Speaking of Hollywood mental illness, if Pat's got the male version, ethereally pretty love interest Tiffany (Jennifer Laurence) has the female version, which is to say, she has the condition that presents as sassy talk and sexual promiscuity. (It's diagnostic code 292.9 in the DSM-IV, I believe.) I think we're supposed to like her for these qualities. We're clearly supposed to like her for some reason. We're supposed to like Pat too, even though he's just rude and unpleasant when he's not being actively terrifying. (Tiffany is rude and unpleasant too, but at least there isn't a scene that's supposed to be funny in which she rips up a psychiatrist's waiting room.) Maybe we're just supposed to like them because they're pretty. Because that's the movie's ultimate message: it's OK to be crazy, or to be an asshole -- it's never really clear which Pat is, because of the movie's aforementioned hypocrisy -- as long as you look like an underwear model. (It helps, too, if your parents are rich and let you live in their place rent-free while you get your life in order. Tiffany lives in her parents' garage, which she's had fitted with oak floors. I bet my mental illness would improve a lot too if I had the wherewithal to do stuff like that despite not having a job.)

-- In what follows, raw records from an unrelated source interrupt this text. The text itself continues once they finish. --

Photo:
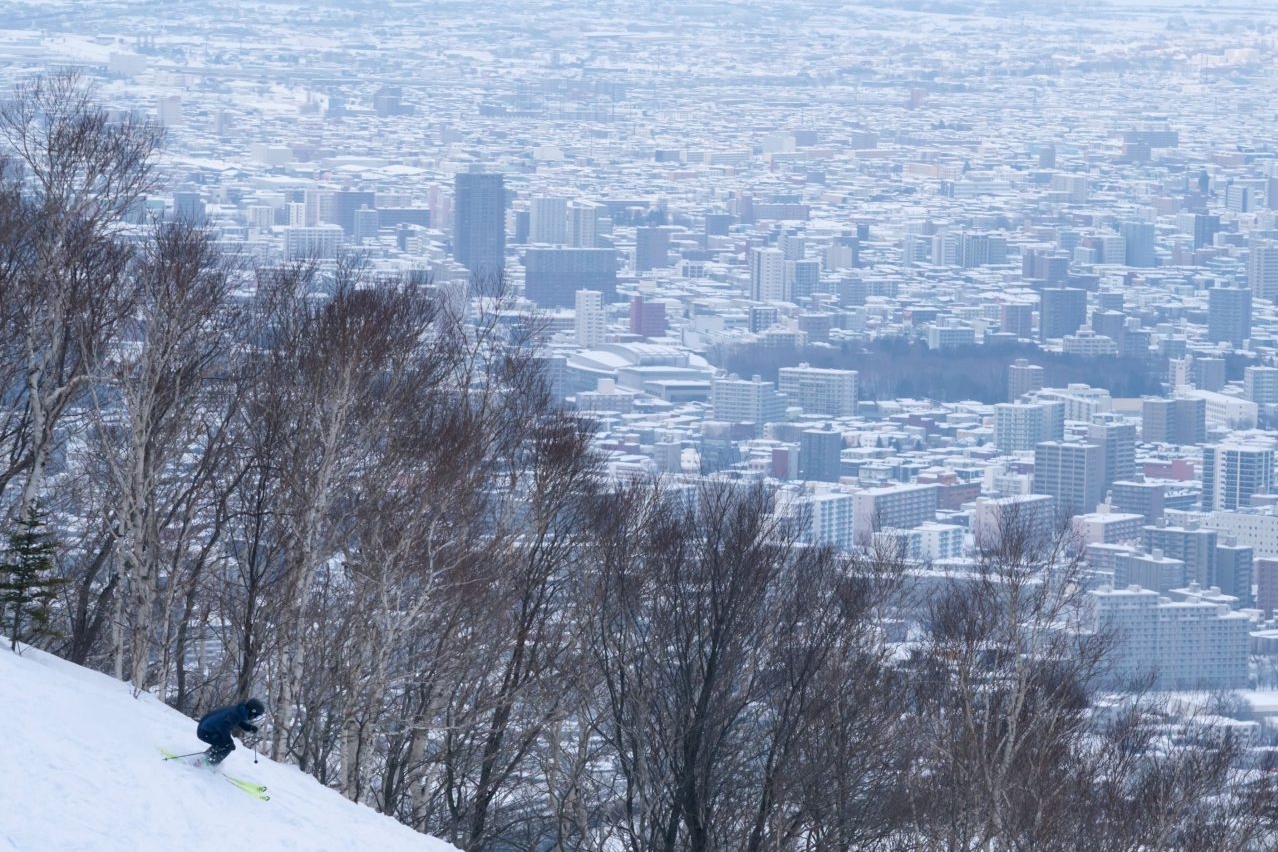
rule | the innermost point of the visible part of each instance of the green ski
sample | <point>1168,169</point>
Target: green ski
<point>254,790</point>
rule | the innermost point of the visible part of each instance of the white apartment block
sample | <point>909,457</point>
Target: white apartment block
<point>547,220</point>
<point>1223,410</point>
<point>315,242</point>
<point>1031,512</point>
<point>768,275</point>
<point>1081,401</point>
<point>893,506</point>
<point>591,318</point>
<point>1107,528</point>
<point>821,391</point>
<point>1182,645</point>
<point>941,540</point>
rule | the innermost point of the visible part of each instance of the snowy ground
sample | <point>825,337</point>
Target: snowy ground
<point>81,769</point>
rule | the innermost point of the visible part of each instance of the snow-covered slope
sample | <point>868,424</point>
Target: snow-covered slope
<point>81,769</point>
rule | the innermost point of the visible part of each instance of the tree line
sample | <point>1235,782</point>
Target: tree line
<point>353,494</point>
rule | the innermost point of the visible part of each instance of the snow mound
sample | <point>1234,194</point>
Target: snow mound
<point>81,769</point>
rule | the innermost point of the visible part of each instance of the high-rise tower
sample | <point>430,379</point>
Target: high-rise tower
<point>479,225</point>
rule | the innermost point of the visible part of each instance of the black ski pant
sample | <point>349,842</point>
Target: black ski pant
<point>220,744</point>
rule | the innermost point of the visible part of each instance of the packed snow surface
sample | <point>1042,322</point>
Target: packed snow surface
<point>81,769</point>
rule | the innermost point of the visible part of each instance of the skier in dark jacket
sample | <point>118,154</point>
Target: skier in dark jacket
<point>216,727</point>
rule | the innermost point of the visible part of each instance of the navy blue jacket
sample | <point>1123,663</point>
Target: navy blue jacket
<point>221,722</point>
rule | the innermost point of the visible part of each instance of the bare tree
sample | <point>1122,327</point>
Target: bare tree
<point>68,174</point>
<point>161,426</point>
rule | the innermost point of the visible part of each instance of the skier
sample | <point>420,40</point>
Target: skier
<point>216,727</point>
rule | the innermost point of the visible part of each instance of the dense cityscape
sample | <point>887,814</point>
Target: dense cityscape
<point>914,267</point>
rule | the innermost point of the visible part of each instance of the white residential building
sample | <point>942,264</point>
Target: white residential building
<point>1189,644</point>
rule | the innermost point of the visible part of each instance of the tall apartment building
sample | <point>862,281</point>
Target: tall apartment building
<point>345,203</point>
<point>1155,571</point>
<point>1030,515</point>
<point>1023,377</point>
<point>1263,270</point>
<point>1144,498</point>
<point>554,276</point>
<point>647,318</point>
<point>830,520</point>
<point>735,400</point>
<point>1061,311</point>
<point>1140,243</point>
<point>311,243</point>
<point>1235,565</point>
<point>1260,385</point>
<point>1071,473</point>
<point>768,275</point>
<point>1177,420</point>
<point>652,248</point>
<point>818,390</point>
<point>1228,316</point>
<point>893,507</point>
<point>1194,546</point>
<point>1267,584</point>
<point>1232,473</point>
<point>821,455</point>
<point>479,226</point>
<point>1019,427</point>
<point>803,279</point>
<point>583,224</point>
<point>1016,318</point>
<point>547,220</point>
<point>591,319</point>
<point>1182,645</point>
<point>1117,440</point>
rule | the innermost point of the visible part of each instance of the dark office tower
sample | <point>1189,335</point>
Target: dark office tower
<point>1117,440</point>
<point>554,276</point>
<point>1061,312</point>
<point>1016,318</point>
<point>1180,420</point>
<point>1233,565</point>
<point>479,229</point>
<point>1228,316</point>
<point>652,248</point>
<point>1140,244</point>
<point>344,206</point>
<point>819,455</point>
<point>1023,377</point>
<point>1263,270</point>
<point>1143,498</point>
<point>647,318</point>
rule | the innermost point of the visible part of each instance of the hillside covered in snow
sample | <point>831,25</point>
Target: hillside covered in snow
<point>81,769</point>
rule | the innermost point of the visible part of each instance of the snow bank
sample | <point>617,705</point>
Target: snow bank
<point>81,769</point>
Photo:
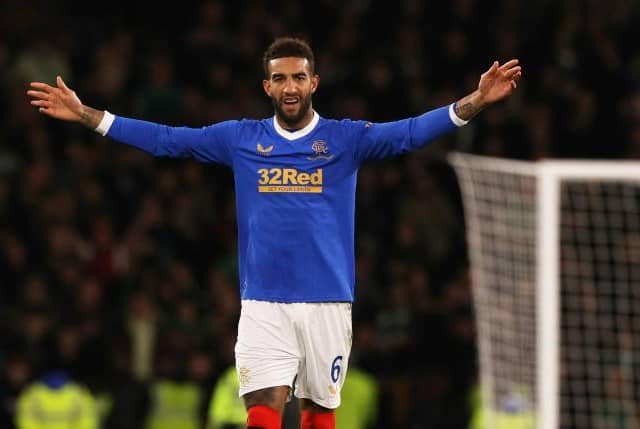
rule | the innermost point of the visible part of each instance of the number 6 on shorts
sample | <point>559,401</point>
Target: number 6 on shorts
<point>335,369</point>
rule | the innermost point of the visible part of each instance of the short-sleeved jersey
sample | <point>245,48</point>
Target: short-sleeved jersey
<point>295,192</point>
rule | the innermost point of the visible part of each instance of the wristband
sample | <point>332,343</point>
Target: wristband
<point>455,118</point>
<point>105,123</point>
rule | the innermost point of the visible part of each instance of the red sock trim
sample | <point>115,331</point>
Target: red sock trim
<point>261,416</point>
<point>311,420</point>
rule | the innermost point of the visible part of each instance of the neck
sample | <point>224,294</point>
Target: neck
<point>303,122</point>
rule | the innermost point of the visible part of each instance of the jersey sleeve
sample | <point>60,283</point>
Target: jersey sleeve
<point>383,140</point>
<point>212,143</point>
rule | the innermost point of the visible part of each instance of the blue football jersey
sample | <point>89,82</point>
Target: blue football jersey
<point>295,191</point>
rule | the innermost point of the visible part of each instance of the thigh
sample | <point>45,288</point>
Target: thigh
<point>267,352</point>
<point>325,333</point>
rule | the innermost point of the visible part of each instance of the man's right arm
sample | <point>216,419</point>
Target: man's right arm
<point>90,117</point>
<point>207,144</point>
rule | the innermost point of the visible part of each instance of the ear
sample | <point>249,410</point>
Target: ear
<point>266,85</point>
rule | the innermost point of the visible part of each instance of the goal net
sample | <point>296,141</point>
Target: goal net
<point>555,261</point>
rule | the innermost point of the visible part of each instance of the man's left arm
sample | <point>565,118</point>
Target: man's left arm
<point>381,140</point>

The movie gets a couple of points for making therapy and medication key to Pat's recovery, but loses one of them again because he seems to respond to that medication immediately, with no side effects, despite saying at the beginning that he doesn't want to take it because it makes him bloated and sluggish. No, getting well can't be a hard choice or take a long time. We've only got 122 minutes, and we need you to be completely well and happy by the end. Free of whatever we couldn't quite make up our minds was wrong with you.
I'd like to see the real version of this story, where Pat's medication makes him gain eighty pounds and he spends most of his time crying, and neither he nor Jennifer Laurence bathes very much. Where the incident that got him institutionalized isn't carefully crafted to make us think we might have done the same thing in his place, so we don't even have to think of him as crazy if that idea makes us uncomfortable. Where the focus is shifted away from the father with undiagnosed OCD to the mother who has spent most of her life appeasing men with untreated mental illnesses. Where the characters aren't all rich. Where, in short, the mental illness is actual mental illness and not an inconvenience smothered under upper-middle-class privilege like a pea under feather mattresses.
This was a fancy film showing at MoMA, so the director was there to speak afterward. He said that the film was important to him because his son had struggled with "that." This is pretty much the movie about mental illness you could expect to get from a guy who can't bring himself to say "mental illness."